Having recently released our inaugural Sustainability Report, we understand that business as usual is not an option anymore. There is a growing demand for transparency and fact-based disclosure of a business’ sustainability agenda, and how the Environmental, Social and Governance (ESG) performance may impact the decisions of investors in the capital market and ability to access financing.
With that in mind, here are some best practices in ESG reporting that we’ve learned in our journey.
But First… What is ESG Reporting?
An ESG report is published by an organisation to communicate its ESG impacts and sustainability strategies. It allows the company to be transparent about the risks and opportunities it faces, while serving as an engagement tool for all its stakeholders.
An ESG report details topics such as recycling, water consumption, employee health and safety, business ethics and more. Not all companies will adopt the same policies, but most reports will encompass both qualitative disclosures of topics and quantitative metrics used to measure the company’s ESG performance. On that note, let’s start with the elements behind an ESG report.
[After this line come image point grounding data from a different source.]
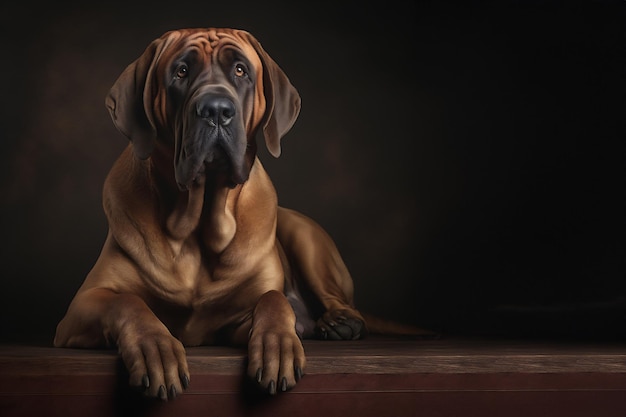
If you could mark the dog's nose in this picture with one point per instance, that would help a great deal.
(216, 110)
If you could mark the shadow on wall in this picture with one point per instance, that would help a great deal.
(464, 158)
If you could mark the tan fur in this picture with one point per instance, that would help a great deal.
(191, 255)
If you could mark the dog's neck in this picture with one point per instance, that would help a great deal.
(206, 207)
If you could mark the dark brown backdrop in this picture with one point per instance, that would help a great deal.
(468, 160)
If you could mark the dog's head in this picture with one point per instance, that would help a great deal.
(203, 94)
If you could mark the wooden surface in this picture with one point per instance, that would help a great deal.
(373, 377)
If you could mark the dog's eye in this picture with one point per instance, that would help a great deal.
(240, 70)
(182, 71)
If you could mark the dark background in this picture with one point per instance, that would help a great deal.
(467, 159)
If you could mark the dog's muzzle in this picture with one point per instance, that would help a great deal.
(213, 140)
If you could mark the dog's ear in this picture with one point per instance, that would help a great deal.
(129, 100)
(282, 101)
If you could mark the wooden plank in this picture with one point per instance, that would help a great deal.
(374, 377)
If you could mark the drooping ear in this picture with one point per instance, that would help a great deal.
(129, 100)
(282, 101)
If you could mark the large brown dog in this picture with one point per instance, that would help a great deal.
(198, 251)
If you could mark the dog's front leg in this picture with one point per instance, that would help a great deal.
(276, 357)
(155, 359)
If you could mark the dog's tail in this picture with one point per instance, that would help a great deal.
(377, 325)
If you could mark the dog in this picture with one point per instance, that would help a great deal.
(198, 252)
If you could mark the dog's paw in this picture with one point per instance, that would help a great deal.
(340, 325)
(276, 360)
(156, 363)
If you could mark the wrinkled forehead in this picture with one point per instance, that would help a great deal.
(211, 43)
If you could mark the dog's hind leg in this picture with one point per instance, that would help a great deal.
(315, 265)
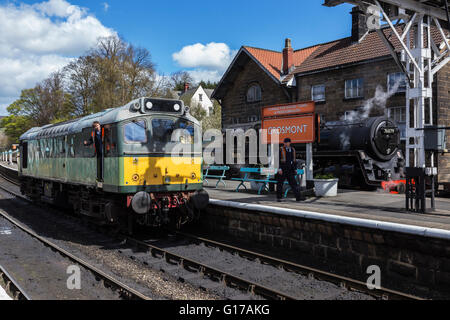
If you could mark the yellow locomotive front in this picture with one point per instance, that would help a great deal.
(160, 162)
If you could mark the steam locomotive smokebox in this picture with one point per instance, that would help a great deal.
(378, 136)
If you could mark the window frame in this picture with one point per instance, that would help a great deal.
(360, 91)
(256, 98)
(399, 88)
(125, 124)
(324, 93)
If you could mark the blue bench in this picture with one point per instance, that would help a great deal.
(222, 169)
(300, 172)
(269, 178)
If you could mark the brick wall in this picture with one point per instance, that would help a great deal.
(234, 105)
(374, 74)
(413, 264)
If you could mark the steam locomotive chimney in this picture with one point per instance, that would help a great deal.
(359, 24)
(288, 57)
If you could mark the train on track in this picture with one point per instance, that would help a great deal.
(363, 153)
(143, 181)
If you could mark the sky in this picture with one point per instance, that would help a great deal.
(201, 37)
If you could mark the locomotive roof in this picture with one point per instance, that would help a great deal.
(77, 125)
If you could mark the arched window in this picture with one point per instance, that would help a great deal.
(254, 93)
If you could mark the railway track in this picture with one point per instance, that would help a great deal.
(233, 281)
(11, 286)
(124, 291)
(185, 263)
(344, 282)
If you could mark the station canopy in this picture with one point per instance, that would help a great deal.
(433, 8)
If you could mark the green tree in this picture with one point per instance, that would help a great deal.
(179, 79)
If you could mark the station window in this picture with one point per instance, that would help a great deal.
(135, 132)
(318, 93)
(354, 88)
(397, 79)
(254, 93)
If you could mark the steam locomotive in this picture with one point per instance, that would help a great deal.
(362, 153)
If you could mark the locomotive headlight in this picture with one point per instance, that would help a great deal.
(148, 105)
(136, 106)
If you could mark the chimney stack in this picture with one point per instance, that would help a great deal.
(288, 57)
(359, 24)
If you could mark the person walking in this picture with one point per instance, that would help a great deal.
(97, 140)
(288, 171)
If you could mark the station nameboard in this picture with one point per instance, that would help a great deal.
(288, 109)
(296, 121)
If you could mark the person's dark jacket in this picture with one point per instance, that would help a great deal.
(288, 159)
(97, 140)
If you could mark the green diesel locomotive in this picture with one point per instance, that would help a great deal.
(144, 178)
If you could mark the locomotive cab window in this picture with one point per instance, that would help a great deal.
(166, 132)
(135, 132)
(24, 152)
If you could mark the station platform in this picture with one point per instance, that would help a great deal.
(9, 165)
(3, 295)
(376, 205)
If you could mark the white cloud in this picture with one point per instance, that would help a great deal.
(211, 56)
(206, 75)
(38, 39)
(206, 62)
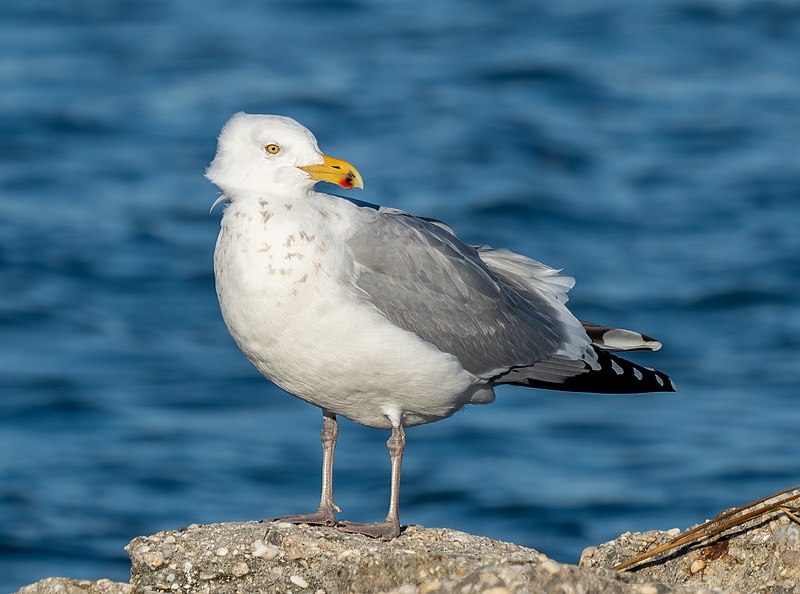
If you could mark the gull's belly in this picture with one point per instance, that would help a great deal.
(291, 310)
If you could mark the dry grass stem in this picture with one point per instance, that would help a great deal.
(721, 523)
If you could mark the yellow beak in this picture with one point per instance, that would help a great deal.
(336, 172)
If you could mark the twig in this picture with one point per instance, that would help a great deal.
(719, 524)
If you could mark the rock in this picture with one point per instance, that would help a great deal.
(67, 586)
(759, 556)
(285, 558)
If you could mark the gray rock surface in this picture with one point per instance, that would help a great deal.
(760, 556)
(253, 557)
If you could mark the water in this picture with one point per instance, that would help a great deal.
(649, 149)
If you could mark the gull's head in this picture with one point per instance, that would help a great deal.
(267, 153)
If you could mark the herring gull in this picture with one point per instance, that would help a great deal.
(382, 317)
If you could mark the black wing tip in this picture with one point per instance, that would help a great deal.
(615, 375)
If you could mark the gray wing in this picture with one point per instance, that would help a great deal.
(423, 279)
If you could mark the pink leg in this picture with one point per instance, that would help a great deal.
(390, 527)
(326, 513)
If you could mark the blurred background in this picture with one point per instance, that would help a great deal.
(650, 149)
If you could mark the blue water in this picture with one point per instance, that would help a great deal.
(650, 149)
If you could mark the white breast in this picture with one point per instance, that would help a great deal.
(284, 282)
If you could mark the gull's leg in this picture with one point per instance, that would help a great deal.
(390, 527)
(326, 514)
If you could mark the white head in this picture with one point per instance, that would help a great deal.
(262, 153)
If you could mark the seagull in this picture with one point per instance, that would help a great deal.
(382, 317)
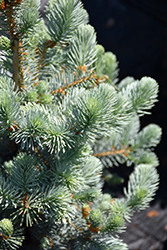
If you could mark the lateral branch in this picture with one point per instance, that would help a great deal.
(123, 150)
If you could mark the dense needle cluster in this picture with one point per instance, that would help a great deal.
(64, 118)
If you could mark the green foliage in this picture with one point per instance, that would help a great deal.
(64, 118)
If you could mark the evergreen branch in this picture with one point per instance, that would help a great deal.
(61, 89)
(124, 151)
(47, 44)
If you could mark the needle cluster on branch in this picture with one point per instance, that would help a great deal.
(64, 118)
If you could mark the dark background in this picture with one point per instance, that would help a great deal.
(136, 32)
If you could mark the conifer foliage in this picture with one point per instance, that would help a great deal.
(64, 117)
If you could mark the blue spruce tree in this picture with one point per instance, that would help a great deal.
(64, 117)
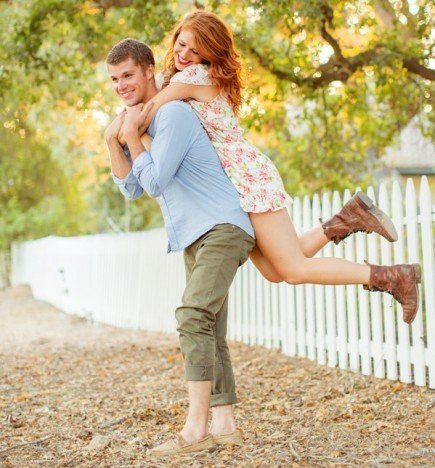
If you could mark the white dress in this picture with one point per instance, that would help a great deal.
(253, 174)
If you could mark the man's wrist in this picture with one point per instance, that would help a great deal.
(131, 134)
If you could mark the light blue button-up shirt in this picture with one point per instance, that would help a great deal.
(184, 173)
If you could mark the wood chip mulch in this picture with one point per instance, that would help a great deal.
(75, 393)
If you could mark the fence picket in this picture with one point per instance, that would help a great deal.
(351, 300)
(417, 350)
(340, 297)
(427, 241)
(388, 302)
(331, 332)
(376, 307)
(319, 291)
(309, 289)
(123, 280)
(404, 347)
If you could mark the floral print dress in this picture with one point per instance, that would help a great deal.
(253, 174)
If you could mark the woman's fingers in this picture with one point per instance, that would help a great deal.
(146, 108)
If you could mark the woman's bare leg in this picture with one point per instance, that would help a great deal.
(310, 243)
(278, 242)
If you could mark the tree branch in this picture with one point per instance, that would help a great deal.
(328, 15)
(107, 4)
(414, 66)
(335, 71)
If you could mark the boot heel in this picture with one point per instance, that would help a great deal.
(365, 199)
(417, 272)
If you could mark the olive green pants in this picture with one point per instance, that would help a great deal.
(211, 263)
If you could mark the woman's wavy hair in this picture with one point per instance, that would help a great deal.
(215, 44)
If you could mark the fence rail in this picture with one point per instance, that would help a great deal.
(127, 280)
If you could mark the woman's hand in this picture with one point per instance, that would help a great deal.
(146, 141)
(113, 130)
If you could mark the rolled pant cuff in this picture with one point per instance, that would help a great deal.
(223, 399)
(199, 373)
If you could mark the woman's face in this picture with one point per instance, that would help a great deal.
(185, 51)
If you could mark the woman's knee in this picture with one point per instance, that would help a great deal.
(296, 273)
(272, 277)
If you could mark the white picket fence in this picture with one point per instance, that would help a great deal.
(127, 280)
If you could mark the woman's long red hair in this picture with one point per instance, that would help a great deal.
(214, 42)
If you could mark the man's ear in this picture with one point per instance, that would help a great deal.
(149, 72)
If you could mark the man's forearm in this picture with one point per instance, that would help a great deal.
(134, 144)
(121, 166)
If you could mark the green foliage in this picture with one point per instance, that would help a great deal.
(330, 85)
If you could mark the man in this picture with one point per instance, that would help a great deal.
(203, 217)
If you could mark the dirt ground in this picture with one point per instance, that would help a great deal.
(75, 393)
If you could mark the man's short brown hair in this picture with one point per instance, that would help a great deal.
(131, 48)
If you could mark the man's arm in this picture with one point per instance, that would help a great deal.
(175, 126)
(120, 164)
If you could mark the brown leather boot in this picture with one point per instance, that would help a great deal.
(401, 281)
(359, 214)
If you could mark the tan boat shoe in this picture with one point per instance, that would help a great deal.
(177, 445)
(234, 437)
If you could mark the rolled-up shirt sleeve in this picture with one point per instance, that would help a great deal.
(129, 186)
(173, 134)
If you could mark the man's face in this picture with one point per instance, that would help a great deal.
(130, 82)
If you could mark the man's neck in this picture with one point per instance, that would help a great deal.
(150, 94)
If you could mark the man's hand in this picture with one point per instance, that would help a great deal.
(146, 141)
(144, 115)
(112, 131)
(132, 120)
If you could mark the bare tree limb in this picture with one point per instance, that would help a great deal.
(414, 66)
(107, 4)
(385, 13)
(336, 71)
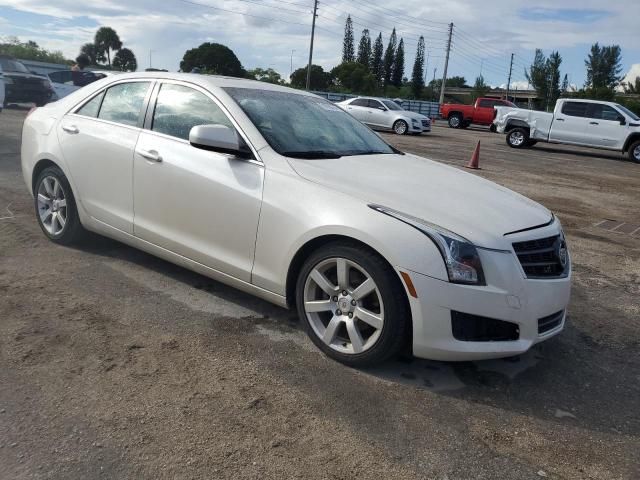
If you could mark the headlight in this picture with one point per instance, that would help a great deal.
(460, 256)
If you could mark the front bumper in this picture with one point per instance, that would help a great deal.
(508, 296)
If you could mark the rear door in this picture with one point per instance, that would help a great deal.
(201, 204)
(98, 140)
(605, 129)
(571, 124)
(359, 108)
(378, 114)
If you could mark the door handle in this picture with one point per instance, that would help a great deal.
(151, 155)
(70, 129)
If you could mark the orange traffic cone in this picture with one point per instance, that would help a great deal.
(475, 159)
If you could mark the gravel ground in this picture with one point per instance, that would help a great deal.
(114, 364)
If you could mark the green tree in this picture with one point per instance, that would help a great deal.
(214, 58)
(632, 87)
(30, 50)
(417, 78)
(268, 75)
(552, 66)
(604, 65)
(319, 78)
(389, 58)
(95, 57)
(377, 62)
(480, 88)
(364, 49)
(348, 49)
(125, 61)
(105, 40)
(353, 77)
(398, 65)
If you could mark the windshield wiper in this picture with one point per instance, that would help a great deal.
(311, 154)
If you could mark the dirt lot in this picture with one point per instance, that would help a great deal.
(114, 364)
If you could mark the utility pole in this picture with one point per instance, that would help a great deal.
(313, 31)
(446, 64)
(509, 81)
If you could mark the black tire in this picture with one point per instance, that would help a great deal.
(72, 231)
(400, 127)
(634, 152)
(455, 120)
(517, 137)
(395, 331)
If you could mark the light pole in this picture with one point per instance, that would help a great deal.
(291, 66)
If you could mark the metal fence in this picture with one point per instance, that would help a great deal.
(430, 109)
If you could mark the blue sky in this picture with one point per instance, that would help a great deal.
(272, 33)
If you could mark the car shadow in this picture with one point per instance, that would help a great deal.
(567, 379)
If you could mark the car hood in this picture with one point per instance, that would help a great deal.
(475, 208)
(414, 115)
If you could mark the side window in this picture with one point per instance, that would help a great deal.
(604, 112)
(575, 109)
(179, 109)
(360, 102)
(122, 103)
(90, 109)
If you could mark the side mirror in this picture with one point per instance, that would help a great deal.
(218, 138)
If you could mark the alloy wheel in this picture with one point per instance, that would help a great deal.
(343, 305)
(52, 205)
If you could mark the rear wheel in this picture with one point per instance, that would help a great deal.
(634, 152)
(517, 138)
(56, 207)
(455, 120)
(352, 305)
(400, 127)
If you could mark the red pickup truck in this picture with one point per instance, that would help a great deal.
(481, 113)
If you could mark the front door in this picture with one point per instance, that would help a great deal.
(200, 204)
(98, 141)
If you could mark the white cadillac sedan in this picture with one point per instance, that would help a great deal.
(284, 195)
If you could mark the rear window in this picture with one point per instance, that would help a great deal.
(575, 109)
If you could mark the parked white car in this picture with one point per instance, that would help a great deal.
(588, 123)
(385, 114)
(282, 194)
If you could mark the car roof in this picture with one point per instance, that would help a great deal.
(218, 81)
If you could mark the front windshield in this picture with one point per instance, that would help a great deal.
(304, 126)
(392, 105)
(9, 65)
(628, 112)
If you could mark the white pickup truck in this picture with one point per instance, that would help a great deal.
(588, 123)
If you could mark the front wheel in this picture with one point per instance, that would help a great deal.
(517, 138)
(634, 152)
(56, 207)
(352, 305)
(400, 127)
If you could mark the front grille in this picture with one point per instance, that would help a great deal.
(543, 258)
(550, 322)
(474, 328)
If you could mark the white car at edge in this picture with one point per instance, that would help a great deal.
(282, 194)
(385, 114)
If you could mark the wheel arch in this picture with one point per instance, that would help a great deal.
(634, 137)
(315, 243)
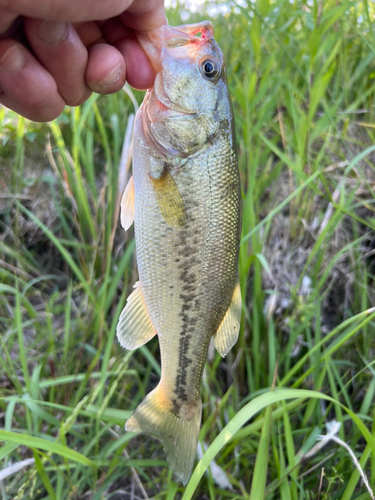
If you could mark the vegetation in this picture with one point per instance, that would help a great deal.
(301, 74)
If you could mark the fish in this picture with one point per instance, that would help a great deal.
(185, 200)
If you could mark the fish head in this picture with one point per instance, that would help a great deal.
(190, 100)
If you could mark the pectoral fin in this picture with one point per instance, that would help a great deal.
(134, 327)
(169, 199)
(127, 205)
(227, 334)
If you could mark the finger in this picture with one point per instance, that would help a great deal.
(61, 51)
(145, 15)
(26, 87)
(105, 73)
(66, 10)
(7, 18)
(139, 72)
(89, 33)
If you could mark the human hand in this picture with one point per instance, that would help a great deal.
(56, 52)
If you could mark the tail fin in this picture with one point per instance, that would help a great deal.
(179, 435)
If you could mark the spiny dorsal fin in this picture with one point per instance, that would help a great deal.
(134, 327)
(127, 205)
(227, 334)
(169, 199)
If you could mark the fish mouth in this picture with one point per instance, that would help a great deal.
(165, 38)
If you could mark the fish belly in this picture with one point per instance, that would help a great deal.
(188, 274)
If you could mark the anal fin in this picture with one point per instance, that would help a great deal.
(227, 334)
(135, 327)
(179, 435)
(127, 205)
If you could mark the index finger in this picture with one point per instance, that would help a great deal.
(145, 15)
(66, 10)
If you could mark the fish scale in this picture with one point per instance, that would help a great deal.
(185, 200)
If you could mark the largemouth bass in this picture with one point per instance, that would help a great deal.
(184, 198)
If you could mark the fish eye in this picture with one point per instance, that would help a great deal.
(210, 68)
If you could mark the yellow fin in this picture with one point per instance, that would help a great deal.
(169, 199)
(179, 435)
(127, 205)
(134, 327)
(227, 334)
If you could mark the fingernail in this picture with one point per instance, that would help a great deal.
(110, 79)
(52, 32)
(13, 59)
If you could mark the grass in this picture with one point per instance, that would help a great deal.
(301, 75)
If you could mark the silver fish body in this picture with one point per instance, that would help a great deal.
(185, 199)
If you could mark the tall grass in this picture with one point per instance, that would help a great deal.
(301, 75)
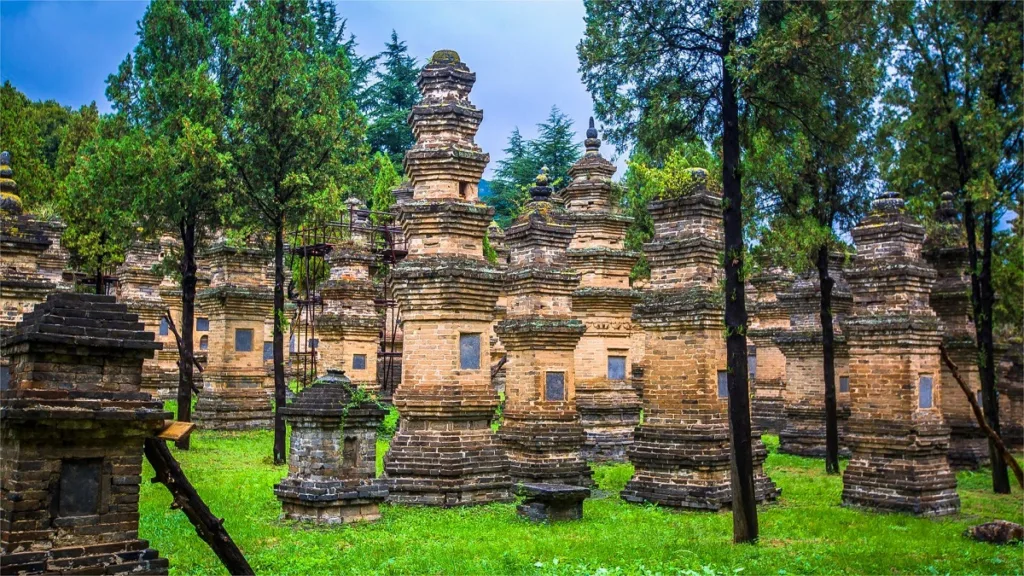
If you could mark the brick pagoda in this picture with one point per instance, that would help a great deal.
(236, 305)
(945, 249)
(804, 434)
(897, 436)
(681, 452)
(73, 425)
(444, 452)
(768, 320)
(332, 462)
(607, 402)
(541, 427)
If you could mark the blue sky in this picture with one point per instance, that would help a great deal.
(523, 52)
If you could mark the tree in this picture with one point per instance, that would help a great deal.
(392, 99)
(660, 70)
(169, 93)
(954, 122)
(294, 130)
(819, 70)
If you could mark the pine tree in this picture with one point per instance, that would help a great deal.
(294, 133)
(392, 98)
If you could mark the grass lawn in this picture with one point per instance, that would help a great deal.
(806, 531)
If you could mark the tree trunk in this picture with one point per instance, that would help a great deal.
(982, 299)
(209, 527)
(185, 370)
(744, 512)
(280, 389)
(825, 284)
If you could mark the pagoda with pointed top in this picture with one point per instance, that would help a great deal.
(444, 452)
(897, 435)
(607, 402)
(541, 426)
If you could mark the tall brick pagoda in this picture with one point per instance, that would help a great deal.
(681, 452)
(236, 306)
(897, 436)
(804, 433)
(945, 249)
(73, 425)
(444, 452)
(541, 424)
(608, 405)
(768, 320)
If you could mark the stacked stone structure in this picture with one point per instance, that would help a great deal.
(945, 249)
(804, 398)
(897, 436)
(236, 306)
(348, 329)
(73, 425)
(681, 452)
(768, 320)
(333, 454)
(444, 452)
(541, 427)
(607, 402)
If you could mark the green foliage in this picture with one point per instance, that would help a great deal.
(516, 172)
(391, 98)
(806, 532)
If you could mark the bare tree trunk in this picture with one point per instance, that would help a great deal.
(825, 284)
(744, 512)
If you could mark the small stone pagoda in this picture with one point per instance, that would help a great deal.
(333, 455)
(607, 402)
(138, 287)
(235, 306)
(768, 373)
(444, 452)
(681, 452)
(73, 424)
(348, 329)
(945, 249)
(804, 434)
(897, 436)
(541, 426)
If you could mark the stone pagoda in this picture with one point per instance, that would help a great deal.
(607, 402)
(897, 436)
(444, 452)
(681, 452)
(768, 372)
(332, 461)
(138, 287)
(804, 434)
(73, 424)
(348, 329)
(945, 249)
(236, 306)
(541, 427)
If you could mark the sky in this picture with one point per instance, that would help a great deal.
(523, 53)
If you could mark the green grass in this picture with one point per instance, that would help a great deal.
(807, 531)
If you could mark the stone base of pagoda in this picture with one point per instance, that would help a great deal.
(330, 501)
(689, 467)
(608, 414)
(545, 451)
(446, 463)
(894, 468)
(235, 409)
(968, 446)
(767, 407)
(804, 434)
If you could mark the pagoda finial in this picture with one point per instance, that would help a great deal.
(592, 144)
(9, 201)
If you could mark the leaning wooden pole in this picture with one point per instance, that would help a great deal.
(980, 416)
(209, 527)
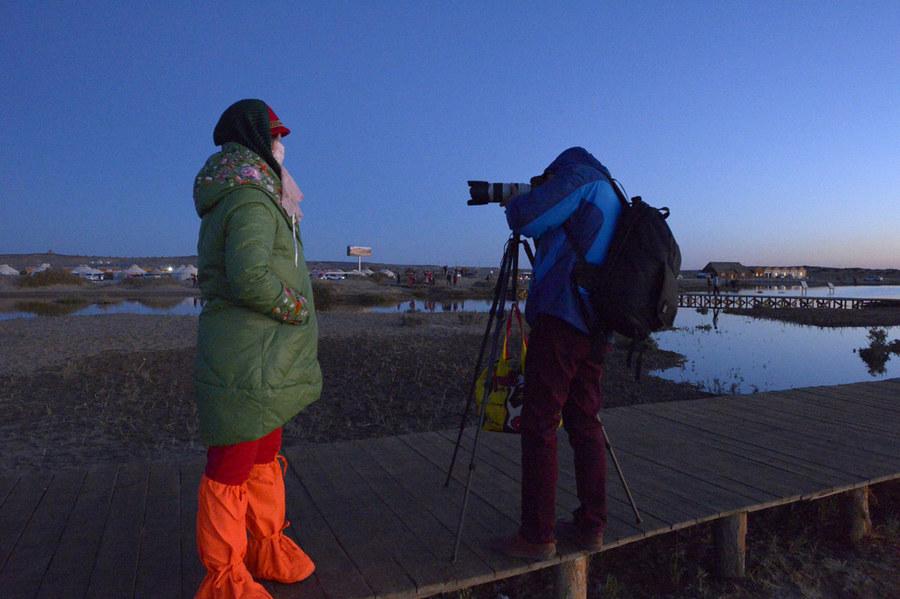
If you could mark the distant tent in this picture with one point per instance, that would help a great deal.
(86, 272)
(184, 272)
(132, 271)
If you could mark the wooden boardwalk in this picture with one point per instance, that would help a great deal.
(735, 301)
(378, 522)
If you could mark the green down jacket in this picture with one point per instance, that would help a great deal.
(257, 363)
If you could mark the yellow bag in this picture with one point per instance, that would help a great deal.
(504, 404)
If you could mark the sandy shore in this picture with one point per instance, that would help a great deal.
(80, 390)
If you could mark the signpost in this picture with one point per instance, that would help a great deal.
(359, 251)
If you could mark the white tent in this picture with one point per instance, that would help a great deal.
(184, 273)
(87, 272)
(132, 271)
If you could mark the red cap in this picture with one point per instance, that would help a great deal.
(276, 126)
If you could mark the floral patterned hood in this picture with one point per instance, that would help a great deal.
(234, 166)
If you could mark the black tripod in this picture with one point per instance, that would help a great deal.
(506, 286)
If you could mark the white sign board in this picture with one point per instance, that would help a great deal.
(357, 250)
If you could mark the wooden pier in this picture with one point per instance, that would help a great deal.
(747, 302)
(377, 520)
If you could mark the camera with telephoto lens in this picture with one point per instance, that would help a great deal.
(482, 192)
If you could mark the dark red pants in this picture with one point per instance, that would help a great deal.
(562, 378)
(231, 464)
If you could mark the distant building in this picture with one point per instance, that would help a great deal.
(780, 272)
(727, 270)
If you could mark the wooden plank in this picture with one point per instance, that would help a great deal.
(69, 572)
(838, 455)
(159, 567)
(661, 514)
(833, 409)
(18, 508)
(374, 522)
(885, 393)
(116, 565)
(805, 412)
(335, 575)
(419, 524)
(660, 436)
(499, 482)
(789, 417)
(343, 508)
(844, 458)
(24, 570)
(421, 479)
(192, 570)
(873, 402)
(694, 453)
(7, 484)
(682, 445)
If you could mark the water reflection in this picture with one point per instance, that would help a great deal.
(470, 305)
(879, 351)
(728, 353)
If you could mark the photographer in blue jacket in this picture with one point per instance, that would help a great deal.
(571, 213)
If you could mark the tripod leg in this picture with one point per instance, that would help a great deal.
(496, 310)
(510, 262)
(612, 454)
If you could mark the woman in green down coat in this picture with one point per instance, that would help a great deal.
(256, 352)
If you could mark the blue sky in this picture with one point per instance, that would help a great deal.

#1: Key Elements of an ESG Report
As you draft your ESG strategy, your report will mainly have three pillars:
- Environmental
The environmental pillar focuses on a company’s environmental impact such as carbon footprint, water usage, recycling policies, digital waste, and overall effect on the environment. - Social
The social pillar looks at how a company manages its business relationships such as employee wellbeing, having partners with the same values, charity work and other impact it may have on the bigger community. - Governance
The governance pillar refers to how a company operates internally such as accounting standards, tolerance against bribery and corruption, ethics, amongst other of its corporate behaviour and values.
#2 Focus on Your Why
As Simon Sinek says: “Find your why.” Similarly, focus on the reason your company is generating an ESG report. Simply following a herd mentality would not be enough motivation to go through the entire process and keep at it. Whether to offer transparency and awareness, or be better prepared for sudden adversity, it is important to understand why the whole team is investing time, resources, and effort into the entire process.
Working with Adrian Pang, Consultant at Paia Consulting on our report, the sustainability specialist mentioned: “It is important that the company cultivates a collective consciousness, understanding, and desire around embedding ESG into the business – starting from leadership and management. This is because integrating ESG into the business is not a destination but a relentless journey that requires an all-around effort.”
#3: Share Your Company Story
A sustainability report is more than just facts and data. It is a platform to share your company story, values, and goals with a wider group of stakeholders. When we started our ESG reporting journey, we did not only focus on sharing our current values and practices that we were already proud of; but also, the goals that we are driven to achieve. Every organisation has its own set of values and goals, it’s what makes you unique and should be proudly shared.
So…What Makes a Good ESG Report?
Although there are many important factors, the three key factors highlighted by Paia Consulting are:
- Completeness
- Accountability
- Accuracy
A good report covers the entire value chain as completely as possible. It should detail the accountability of responsibilities, achievements and lacking by the company and/or leadership, as well as accuracy of the information presented. All this leads to honest reporting.